International Workshop on Pavement Life Cycle Assessment


The University of California Pavement Research Center (UCPRC, Davis and Berkeley) hosted an International Workshop on Pavement Life Cycle Assessment (LCA) on the University of California – Davis campus on May 5-7, 2010. The event was co-hosted by the California Department of Transportation (Caltrans) and the Institute of Transportation Studies at UC-Berkeley and UC-Davis. The International Society for Asphalt Pavements Technical Committee on Asphalt Pavements and Environment (ISAP-APE) and the International Society for Concrete Pavements (ISCP) were collaborators for the event. [....]
 



More than 40 invited LCA and sustainability experts from around the world participated in the 2.5-day event, which examined a proposed framework for pavement LCA. Participants discussed proposed system boundaries and assumptions, identified knowledge gaps and potential areas of disagreement, and provided recommendations to the UC research team for improving the proposed framework and general LCA study practices.
The UCPRC project team intends to use the workshop results to improve the proposed LCA framework by several means, including the refinement of system boundaries and assumptions and by providing more transparency in the documentation of how pavement LCA studies should be performed. Final project documents will be posted for comment and critique by the pavement engineering and LCA communities (including through ISCP and ISAP-APE).
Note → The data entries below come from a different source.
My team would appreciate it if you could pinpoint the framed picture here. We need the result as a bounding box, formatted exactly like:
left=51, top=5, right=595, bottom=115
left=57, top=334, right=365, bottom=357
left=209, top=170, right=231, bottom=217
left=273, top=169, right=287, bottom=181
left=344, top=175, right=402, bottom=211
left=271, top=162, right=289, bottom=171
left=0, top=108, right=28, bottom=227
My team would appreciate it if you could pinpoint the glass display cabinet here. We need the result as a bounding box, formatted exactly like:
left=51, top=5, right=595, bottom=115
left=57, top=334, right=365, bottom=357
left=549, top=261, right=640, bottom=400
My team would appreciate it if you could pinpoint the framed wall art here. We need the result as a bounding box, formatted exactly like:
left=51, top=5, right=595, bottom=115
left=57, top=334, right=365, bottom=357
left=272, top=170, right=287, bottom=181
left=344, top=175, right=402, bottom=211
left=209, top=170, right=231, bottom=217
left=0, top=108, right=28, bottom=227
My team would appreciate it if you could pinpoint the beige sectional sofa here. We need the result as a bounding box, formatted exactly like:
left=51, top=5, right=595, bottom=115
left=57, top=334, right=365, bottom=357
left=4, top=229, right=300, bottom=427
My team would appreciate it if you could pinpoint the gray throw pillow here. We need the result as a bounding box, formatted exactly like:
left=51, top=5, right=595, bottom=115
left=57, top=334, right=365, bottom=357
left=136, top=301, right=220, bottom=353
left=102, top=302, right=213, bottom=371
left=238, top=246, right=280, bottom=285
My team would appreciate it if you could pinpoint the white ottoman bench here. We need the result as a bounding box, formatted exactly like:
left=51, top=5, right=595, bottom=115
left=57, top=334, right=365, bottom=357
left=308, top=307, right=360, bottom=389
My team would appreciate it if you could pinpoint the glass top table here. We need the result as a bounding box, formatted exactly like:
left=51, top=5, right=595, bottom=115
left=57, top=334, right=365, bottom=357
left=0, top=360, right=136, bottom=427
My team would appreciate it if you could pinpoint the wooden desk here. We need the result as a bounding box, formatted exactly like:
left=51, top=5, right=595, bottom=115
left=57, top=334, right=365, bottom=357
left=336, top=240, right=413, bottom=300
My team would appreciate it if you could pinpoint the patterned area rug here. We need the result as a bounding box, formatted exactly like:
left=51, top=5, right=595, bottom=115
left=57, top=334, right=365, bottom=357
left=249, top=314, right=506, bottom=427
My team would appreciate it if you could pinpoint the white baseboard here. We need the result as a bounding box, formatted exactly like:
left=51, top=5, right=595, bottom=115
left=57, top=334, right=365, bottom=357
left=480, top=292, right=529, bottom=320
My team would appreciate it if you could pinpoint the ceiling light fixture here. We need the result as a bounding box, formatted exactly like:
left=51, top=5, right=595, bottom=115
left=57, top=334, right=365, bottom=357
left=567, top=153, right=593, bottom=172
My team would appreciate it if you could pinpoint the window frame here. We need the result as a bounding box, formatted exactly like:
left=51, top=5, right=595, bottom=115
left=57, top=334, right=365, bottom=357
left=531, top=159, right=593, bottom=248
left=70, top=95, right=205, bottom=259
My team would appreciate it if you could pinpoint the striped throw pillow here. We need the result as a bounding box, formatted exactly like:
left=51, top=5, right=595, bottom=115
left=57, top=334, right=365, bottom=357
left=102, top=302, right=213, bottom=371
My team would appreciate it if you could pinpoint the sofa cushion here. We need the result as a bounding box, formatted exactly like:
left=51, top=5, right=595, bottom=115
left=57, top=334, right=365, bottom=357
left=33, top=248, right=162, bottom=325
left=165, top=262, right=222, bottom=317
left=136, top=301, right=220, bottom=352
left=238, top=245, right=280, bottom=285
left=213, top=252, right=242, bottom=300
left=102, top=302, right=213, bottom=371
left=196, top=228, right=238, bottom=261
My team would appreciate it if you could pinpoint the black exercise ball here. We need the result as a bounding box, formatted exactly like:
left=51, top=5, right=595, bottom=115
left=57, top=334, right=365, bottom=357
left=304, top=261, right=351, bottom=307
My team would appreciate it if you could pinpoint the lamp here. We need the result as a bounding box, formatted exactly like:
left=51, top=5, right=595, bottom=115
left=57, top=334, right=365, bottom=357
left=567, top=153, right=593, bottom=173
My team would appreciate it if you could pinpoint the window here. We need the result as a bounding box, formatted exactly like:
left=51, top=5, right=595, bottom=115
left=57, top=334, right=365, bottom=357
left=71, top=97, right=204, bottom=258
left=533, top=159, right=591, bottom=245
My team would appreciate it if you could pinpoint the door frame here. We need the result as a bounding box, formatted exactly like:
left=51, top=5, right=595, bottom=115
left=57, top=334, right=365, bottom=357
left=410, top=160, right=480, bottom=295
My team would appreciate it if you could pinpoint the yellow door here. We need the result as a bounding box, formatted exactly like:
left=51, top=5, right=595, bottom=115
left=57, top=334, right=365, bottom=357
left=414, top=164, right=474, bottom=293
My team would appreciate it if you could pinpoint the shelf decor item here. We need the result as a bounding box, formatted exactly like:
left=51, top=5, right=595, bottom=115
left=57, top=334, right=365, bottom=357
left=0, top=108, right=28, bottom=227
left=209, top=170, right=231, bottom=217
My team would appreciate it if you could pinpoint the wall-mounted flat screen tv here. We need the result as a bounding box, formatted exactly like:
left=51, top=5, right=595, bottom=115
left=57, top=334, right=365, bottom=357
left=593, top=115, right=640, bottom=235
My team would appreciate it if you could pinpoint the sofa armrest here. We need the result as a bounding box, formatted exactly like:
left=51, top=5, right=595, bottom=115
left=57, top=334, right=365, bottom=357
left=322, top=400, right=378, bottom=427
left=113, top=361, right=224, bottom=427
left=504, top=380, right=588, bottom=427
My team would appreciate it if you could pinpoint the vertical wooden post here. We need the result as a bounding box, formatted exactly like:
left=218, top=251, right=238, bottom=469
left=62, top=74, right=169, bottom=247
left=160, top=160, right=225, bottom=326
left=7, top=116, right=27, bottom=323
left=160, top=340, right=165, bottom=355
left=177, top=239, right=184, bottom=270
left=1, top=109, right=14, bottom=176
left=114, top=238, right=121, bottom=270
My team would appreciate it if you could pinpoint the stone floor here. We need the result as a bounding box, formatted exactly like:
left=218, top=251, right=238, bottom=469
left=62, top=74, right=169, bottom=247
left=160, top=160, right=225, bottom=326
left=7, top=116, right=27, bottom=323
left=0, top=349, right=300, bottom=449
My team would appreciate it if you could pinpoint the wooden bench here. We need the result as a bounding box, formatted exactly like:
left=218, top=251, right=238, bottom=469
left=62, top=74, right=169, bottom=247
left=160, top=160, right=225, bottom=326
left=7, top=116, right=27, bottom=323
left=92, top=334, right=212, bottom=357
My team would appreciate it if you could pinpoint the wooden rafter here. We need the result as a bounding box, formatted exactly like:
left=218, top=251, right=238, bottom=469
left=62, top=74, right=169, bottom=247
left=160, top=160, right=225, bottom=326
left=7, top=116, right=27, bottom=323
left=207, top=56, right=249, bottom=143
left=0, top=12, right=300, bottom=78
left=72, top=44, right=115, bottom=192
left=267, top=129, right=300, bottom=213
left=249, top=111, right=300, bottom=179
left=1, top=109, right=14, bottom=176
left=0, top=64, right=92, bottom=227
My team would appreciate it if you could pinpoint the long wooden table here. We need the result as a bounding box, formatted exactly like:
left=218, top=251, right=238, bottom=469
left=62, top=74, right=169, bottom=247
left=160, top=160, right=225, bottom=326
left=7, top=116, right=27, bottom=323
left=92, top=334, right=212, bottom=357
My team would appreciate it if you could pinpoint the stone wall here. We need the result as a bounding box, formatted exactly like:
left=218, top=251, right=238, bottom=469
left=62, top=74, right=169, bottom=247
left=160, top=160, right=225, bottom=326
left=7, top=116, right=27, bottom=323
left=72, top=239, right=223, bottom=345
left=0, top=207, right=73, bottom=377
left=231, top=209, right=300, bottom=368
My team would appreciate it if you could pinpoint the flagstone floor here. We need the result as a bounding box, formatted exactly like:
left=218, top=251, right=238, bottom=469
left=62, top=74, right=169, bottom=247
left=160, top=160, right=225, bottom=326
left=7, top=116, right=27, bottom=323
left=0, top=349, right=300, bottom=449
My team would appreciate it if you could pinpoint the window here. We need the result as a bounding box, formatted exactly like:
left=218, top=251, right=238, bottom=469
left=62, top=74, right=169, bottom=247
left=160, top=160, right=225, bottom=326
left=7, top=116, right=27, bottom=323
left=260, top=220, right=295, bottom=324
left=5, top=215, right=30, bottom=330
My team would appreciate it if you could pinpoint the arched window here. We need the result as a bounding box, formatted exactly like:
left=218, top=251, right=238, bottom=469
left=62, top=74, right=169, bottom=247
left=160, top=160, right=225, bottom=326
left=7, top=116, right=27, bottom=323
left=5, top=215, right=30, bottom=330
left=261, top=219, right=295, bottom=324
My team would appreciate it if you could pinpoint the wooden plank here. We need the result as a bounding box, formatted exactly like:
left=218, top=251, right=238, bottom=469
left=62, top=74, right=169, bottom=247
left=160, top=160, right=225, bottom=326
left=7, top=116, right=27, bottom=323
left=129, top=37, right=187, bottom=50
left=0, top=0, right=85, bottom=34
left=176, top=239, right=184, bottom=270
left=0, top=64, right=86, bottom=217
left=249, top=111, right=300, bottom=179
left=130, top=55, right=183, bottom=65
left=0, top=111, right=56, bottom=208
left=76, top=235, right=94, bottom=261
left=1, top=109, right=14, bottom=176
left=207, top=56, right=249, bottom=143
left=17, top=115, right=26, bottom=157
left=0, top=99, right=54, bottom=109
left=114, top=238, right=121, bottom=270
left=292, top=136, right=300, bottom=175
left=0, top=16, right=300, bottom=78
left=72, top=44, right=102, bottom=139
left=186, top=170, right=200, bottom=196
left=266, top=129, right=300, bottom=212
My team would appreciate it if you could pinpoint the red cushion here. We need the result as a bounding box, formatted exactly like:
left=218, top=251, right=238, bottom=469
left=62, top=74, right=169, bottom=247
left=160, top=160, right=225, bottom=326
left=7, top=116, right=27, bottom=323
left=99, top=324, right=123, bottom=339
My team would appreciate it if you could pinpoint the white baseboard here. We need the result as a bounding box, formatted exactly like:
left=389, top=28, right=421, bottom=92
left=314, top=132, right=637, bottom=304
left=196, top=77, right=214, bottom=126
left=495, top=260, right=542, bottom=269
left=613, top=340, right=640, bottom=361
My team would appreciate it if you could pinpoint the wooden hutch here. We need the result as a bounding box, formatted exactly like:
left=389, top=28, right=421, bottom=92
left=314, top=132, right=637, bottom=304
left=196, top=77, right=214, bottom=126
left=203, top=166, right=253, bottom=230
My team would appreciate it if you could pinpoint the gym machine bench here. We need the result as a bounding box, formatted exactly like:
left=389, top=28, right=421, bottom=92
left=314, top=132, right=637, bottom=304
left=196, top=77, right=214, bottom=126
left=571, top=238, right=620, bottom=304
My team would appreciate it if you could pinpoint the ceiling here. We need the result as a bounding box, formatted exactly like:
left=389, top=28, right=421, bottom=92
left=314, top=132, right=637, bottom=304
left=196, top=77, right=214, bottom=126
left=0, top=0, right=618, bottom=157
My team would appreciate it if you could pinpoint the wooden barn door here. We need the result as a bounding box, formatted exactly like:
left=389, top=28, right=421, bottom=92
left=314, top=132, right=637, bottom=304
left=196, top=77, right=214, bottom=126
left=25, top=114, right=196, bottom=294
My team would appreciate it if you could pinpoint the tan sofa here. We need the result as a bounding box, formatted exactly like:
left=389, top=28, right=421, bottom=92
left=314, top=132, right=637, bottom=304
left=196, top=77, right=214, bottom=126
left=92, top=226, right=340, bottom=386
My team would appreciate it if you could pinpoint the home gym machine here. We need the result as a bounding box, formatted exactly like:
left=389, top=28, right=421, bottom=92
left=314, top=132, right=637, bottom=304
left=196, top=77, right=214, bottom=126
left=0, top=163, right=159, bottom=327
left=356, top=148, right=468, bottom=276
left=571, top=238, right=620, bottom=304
The focus of the proposed framework and documentation was for LCA studies that will be performed in California and then northern Europe, but it is expected that the workshop results will also be useful in the development and refinement of guidance documents for pavement LCAs performed in any region. This work is an objective of the Miriam project, which is a joint study on rolling resistance being undertaken by Caltrans and six European countries, and also an objective of a UC funded project to help local government in California develop more sustainable practices for pavement.